Going with the pure Hickory as half my overall pellet volume blended with the PBCB pellets as the other half was a great choice as well.  It gave me the hardier smoke flavor I was missing from my Whole Turkey smoke the day before.  I learned, applied, and scored a win here!  
The Chef's Choice 615 is like 10 times the improvement over the old Cabela's slicer I was bother from my father hahaha.  I also bought and used the non-serrated slicing blade upon the comments of other 615 owners and I had no issues.  It was also a breeze to clean rather an a chore.  I'm glad I went for it.
I think that is it for my smoke.  Feel free to ask any questions and give any feedback.  I hope this helps anyone who would like to do the same thing.  Thanks! :)


----------



## griz400 (Aug 3, 2017)

Damn nice, but you said for a sammie ... lets see the sammie ...btw 
	

	
	
		
		



		
			






but, we want the sammie


----------



## tallbm (Aug 3, 2017)

griz400 said:


> Damn nice, but you said for a sammie ... lets see the sammie ...btw
> 
> 
> 
> ...


Hahahhaa crap!  
	

	
	
		
		



		
		
	


	





It didn't even dawn on me to make a sandwich today with it.  The meat is all frozen right now but I pulled a pack out to defrost.

I think this weekend I will make a Turkey Muffaletta sandwich.  I just need to pick up Provolone, Muffaletta pepper and olive mix, and maybe some different bread.  

I promise this sandwich will not disappoint!!! :)


----------



## SmokinAl (Aug 4, 2017)

The turkey looks fantastic!

Great write up too!

Point for making the carousel!

Al


----------



## tallbm (Aug 4, 2017)

SmokinAl said:


> The turkey looks fantastic!
> 
> Great write up too!
> 
> ...


Thanks!  Wow the carousel two days in a row.  I'm on a roll :)


----------



## chopsaw (Aug 4, 2017)

I like to do meats to slice for sandwiches . I do alot of top round beef and chicken . 

When I do chicken I use unflavored powdered  gelatine  between the meat pieces , the into roll netting . 
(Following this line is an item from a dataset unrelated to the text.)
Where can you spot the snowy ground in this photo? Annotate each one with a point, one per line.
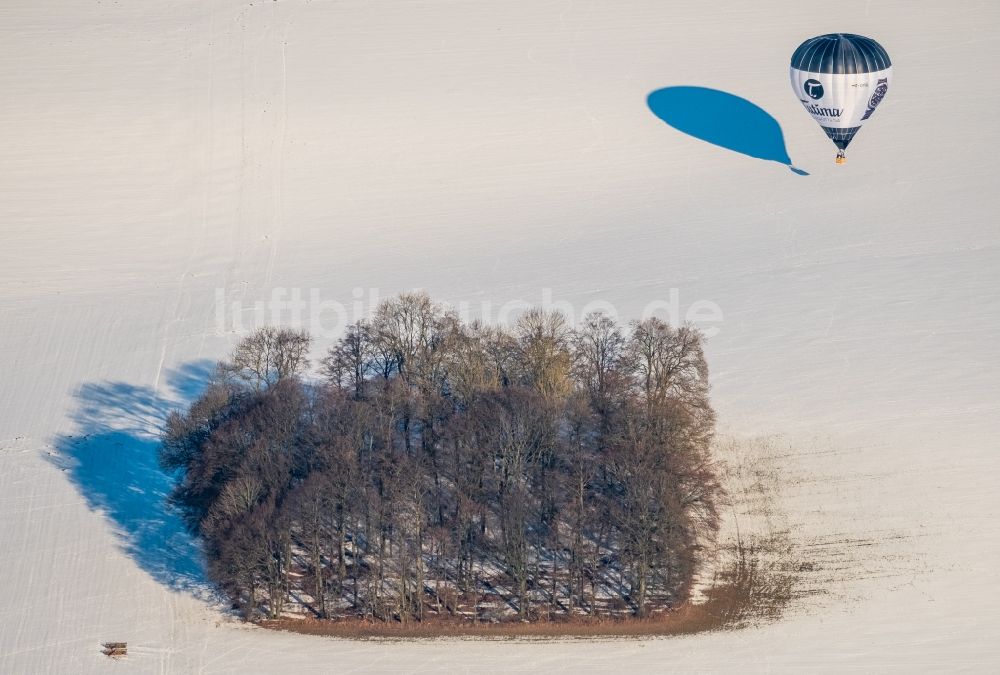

Works well . Looks good . I'm gonna get me some Turkey .


----------



## tallbm (Aug 4, 2017)

chopsaw said:


> I like to do meats to slice for sandwiches . I do alot of top round beef and chicken .
> 
> When I do chicken I use unflavored powdered  gelatine  between the meat pieces , the into roll netting .
> 
> Works well . Looks good . I'm gonna get me some Turkey .


Thanks for the input.  I hadn't thought about gelatin or roll netting.  I'll keep in mind in the future when I try this again :)


----------



## chopsaw (Aug 4, 2017)

TallBM said:


> Thanks for the input.  I hadn't thought about gelatin or roll netting.  I'll keep in mind in the future when I try this again :)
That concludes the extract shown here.